My Rollercoaster College Journey
- Kendall Haubner
- Nov 8, 2018
- 4 min read
lol here it goes
My college Journey
By this time, many of my friends have already graduated college, got their degrees, found jobs, and so on. Me on the other hand…I had a different take on college so you could say. I graduated high school, had committed to Northern Arizona University (Go Jacks!) and everything was going as planned. I was prepared to become a nurse, apply to the nursing program and everything go smoothly. But boy oh boy was I wrong. First little background, my high school boyfriend at the time had gone to NAU, my little naive 18 year old self did not really allow myself to look at other options for colleges. That was problem number 1. Problem number 2 was that I treated college like high school. Yes, I went to a private high school that was suppose to prepare you for college and what not. But nope it did not. Suddenly, I found myself not being able to wake up for 8am class (when I had been getting up at 6:30am for the past 4 years), taking naps every single day (sometimes twice a day), and then came the procrastination that worked oh so well throughout high school. “JK we got ya” should have been taped to my forehead all year long.

Time went on I joined a sorority, met some amazing awesome life friends, I discovered the frat party scene that I took advantage of more than I should have. I thought everything was going great. Little did I know that I was slowly digging a deeper hole into myself that I wasn't sure I could crawl out of.
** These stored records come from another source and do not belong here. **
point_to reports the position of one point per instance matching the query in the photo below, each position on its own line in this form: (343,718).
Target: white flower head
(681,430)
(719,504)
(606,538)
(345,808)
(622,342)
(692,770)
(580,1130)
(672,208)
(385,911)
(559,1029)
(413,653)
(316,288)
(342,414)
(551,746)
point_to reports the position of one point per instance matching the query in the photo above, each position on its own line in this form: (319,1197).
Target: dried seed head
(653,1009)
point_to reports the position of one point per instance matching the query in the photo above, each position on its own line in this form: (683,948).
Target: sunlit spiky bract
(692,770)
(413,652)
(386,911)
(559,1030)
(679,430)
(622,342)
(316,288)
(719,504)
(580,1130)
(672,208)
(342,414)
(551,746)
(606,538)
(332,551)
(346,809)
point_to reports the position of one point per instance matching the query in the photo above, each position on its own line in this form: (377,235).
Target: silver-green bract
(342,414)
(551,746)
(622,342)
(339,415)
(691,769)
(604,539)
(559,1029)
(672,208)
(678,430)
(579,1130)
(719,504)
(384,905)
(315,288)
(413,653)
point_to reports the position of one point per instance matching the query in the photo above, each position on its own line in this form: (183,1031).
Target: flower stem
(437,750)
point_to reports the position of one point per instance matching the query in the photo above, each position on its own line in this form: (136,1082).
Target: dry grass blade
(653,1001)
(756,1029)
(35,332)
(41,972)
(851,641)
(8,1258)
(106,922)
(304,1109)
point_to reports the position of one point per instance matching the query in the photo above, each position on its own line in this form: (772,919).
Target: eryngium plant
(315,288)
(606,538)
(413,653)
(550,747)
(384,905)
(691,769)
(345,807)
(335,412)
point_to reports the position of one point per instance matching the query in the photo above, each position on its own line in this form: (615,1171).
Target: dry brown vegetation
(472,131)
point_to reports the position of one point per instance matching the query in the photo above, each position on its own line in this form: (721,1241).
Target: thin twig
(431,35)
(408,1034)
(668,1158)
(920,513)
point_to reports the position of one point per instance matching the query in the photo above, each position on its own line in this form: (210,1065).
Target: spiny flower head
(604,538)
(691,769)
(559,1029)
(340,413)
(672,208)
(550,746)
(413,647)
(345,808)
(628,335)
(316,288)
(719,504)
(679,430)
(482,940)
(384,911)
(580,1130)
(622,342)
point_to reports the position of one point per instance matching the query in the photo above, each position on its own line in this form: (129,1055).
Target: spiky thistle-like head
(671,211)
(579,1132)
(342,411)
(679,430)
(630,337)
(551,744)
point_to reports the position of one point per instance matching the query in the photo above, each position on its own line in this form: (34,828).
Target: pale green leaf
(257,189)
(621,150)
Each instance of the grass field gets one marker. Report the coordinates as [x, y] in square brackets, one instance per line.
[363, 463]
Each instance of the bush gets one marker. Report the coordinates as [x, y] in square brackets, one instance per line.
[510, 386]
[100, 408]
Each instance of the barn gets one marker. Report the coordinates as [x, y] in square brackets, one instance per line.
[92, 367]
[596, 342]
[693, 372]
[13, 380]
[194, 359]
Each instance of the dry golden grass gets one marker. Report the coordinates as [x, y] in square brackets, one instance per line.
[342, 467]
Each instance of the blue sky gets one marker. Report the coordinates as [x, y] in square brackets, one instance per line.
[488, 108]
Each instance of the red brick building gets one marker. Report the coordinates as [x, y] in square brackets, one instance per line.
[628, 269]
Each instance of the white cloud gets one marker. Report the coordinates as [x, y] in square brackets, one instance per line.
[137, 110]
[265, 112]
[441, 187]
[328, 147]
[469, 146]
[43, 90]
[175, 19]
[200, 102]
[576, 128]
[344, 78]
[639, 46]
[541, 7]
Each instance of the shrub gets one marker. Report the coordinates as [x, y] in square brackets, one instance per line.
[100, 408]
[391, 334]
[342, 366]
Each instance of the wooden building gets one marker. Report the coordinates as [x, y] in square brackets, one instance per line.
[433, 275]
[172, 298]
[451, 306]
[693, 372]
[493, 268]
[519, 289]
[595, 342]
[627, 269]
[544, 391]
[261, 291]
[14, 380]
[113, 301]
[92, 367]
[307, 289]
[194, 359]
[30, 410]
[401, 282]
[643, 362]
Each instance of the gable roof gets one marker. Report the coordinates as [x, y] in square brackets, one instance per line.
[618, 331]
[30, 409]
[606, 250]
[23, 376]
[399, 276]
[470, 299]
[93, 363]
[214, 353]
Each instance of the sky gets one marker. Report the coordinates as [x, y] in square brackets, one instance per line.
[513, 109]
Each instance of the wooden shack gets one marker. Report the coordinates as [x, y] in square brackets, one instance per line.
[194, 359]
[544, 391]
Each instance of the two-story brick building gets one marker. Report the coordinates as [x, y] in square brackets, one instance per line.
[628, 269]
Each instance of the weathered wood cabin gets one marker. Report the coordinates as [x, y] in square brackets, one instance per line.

Emotionally, I looked fine on the surface. On the inside, I struggled daily with being able to keep up with classes. I cried all the time because I was afraid of the embarrassment of changing my major to something easier, because I didn’t want to be “that girl”. On top of that that my high school boyfriend of mine broke it off early on into my time in college. But I didn’t want to be “that girl” that went to a school because of her boyfriend…but I was. I didn’t want to be “that girl” that went home and back to a community college…but I was. I didn’t want to be that girl that would still have 2 1/2 years of school left while everyone else has graduated…but I AM.
Whats wrong with being “that girl”. The girl who was 18 years old still trying to figure it all out. The girl that had gone away to college,
moved away from home for the first time, just to realize it wasn't what she had anticipated. Isn’t that what growing up is all about anyway, trying new things and figuring it out along the way? Whats wrong with being the girl who changes her major 3 times, I was only 19, was I suppose to decide what I wanted to do for the rest of my life? I still don't know sometimes. What was so wrong that being the girl that didn’t graduate on time. The thought of that haunted me every time someone asked me about college. Whats so wrong with “that girl”. ABSOLUTELY NOTHING.
One of my absolute best friends was “that girl”. Had gone to San Francisco State moved home due to some medical issues. Still doesn't have a major, still in community college. I see it in her too that were both like.. well Sh**, we should be graduating this year. But who cares. She's taking classes, figuring out herself, what she loves, what she's passionate about. She's the most passionate person I know she could do any job she sets her mind too. Were both the complete opposite of what society says college should look like. AND THATS AMAZING.
After I came home from college and changed my major to education…I volunteered in a Kindergarten classroom for a year, loved it. But still had this passion to want to purse nursing. Yes, I failed my second year of college, felt like I had wasted my first, and failed again my third year. I would have never told anyone that, until now. Now my fourth year in I’ve finally gotten my sh** together.
Now that Im 21 and think I am an adult or whatever. Ive come to terms with my college

journey. I am now in an amazing nursing program, yes I switched back to my original plan. Yes I wont graduate on time, but I know that I will graduate with a degree in something that Ive worked hard to earn, passionate about, and found myself along the way. I was surrounded by all the ideas that this is how it has to be. You cant change your major, you cant get behind, you have to graduate in 4 years. YOU DONT. The only thing that you have to do is do what is best for you. Because at the end of the day your going to be the one that matters. Your going to be the one with the degree, not your parents, friends, or counselors telling you what to do. YOU, look for something your passionate about. its ok to WAIT.
Put the textbook down, give the pen a rest, close the Quizlet, and leave the library. You will get through it. Wether it be in 4 years or 10 years, at your own pace, at your own time, it will happen. Make time for you, stop stressing over those sleepless nights. If you fail a test, brush it off, not the end of the world, look at what you have to do to prepare for next time. If you hangout with my friend Jose Cuervo too much one night, take the next day to get everything in order. Were still kids, and yes we are getting more and more responsibility, and have this hanging shadow of a degree over our heads. But take a step back, take a deep breath, your going to get through it and become the best at whatever you chose to do with this incredible life.